— И чего это у вас земля такая, — говорил во тьму чей-то голос, — камень, вода да мох. Куда ни упадешь, везде — ох!..
Лейноннен-Матти хрипло засмеялся, закашлялся, снова засмеялся.
— Я люблю эту землю, — просто сказал он. — К ней приглядеться как следует надо, много прячет она в себе. Лес, рыба, мрамор, мех, слюда, железо, водопады. А насчет того, что кругом дикий камень да озера, хочешь карельское поверье расскажу?
— Подожди, Матти, — перебил его Стадухин, ложась рядом с Левашевым на холодную землю. — Стреляли?

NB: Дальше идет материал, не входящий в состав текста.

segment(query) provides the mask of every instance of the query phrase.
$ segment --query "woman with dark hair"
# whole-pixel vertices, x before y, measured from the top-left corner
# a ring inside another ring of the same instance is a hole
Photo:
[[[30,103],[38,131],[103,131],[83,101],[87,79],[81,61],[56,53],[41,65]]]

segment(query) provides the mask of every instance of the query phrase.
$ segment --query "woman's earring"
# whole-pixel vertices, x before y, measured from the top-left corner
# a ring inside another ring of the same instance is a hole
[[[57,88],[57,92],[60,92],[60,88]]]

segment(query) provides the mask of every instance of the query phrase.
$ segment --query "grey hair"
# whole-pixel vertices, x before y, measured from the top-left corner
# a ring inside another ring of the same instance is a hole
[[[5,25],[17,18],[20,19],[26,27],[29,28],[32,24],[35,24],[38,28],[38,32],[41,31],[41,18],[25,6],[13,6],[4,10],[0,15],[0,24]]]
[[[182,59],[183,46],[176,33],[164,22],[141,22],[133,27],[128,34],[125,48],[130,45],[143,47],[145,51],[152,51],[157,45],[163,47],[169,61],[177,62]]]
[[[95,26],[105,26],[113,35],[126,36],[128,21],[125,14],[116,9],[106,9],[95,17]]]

— Нет, товарищ лейтенант, молчат.
— Ну, ладно, тогда рассказывай, Матти…
— Хранится в народе такая наивная вера, что были в мире сначала одна только вода и ветер, — тихо рассказывал финский учитель. — Ветер дул очень сильно, вода постоянно шумела и волновалась. Неугомонный ее ропот поднимался кверху, к самому небу, и очень беспокоил бога. Надоело это богу, разгневался он и приказал волнам окаменеть. И волны, как были, так и остановились. Окаменели волны и стали горами. А брызги водяные превратились в камни и землю. Крупные брызги стали галькой на морском берегу, а мелкие — как песчинки, из которых земля получилась. Потом хлынули с неба дожди и лились несколько лет подряд. От этих дождей, которые скопились в ложбинах гор, образовались озера и реки…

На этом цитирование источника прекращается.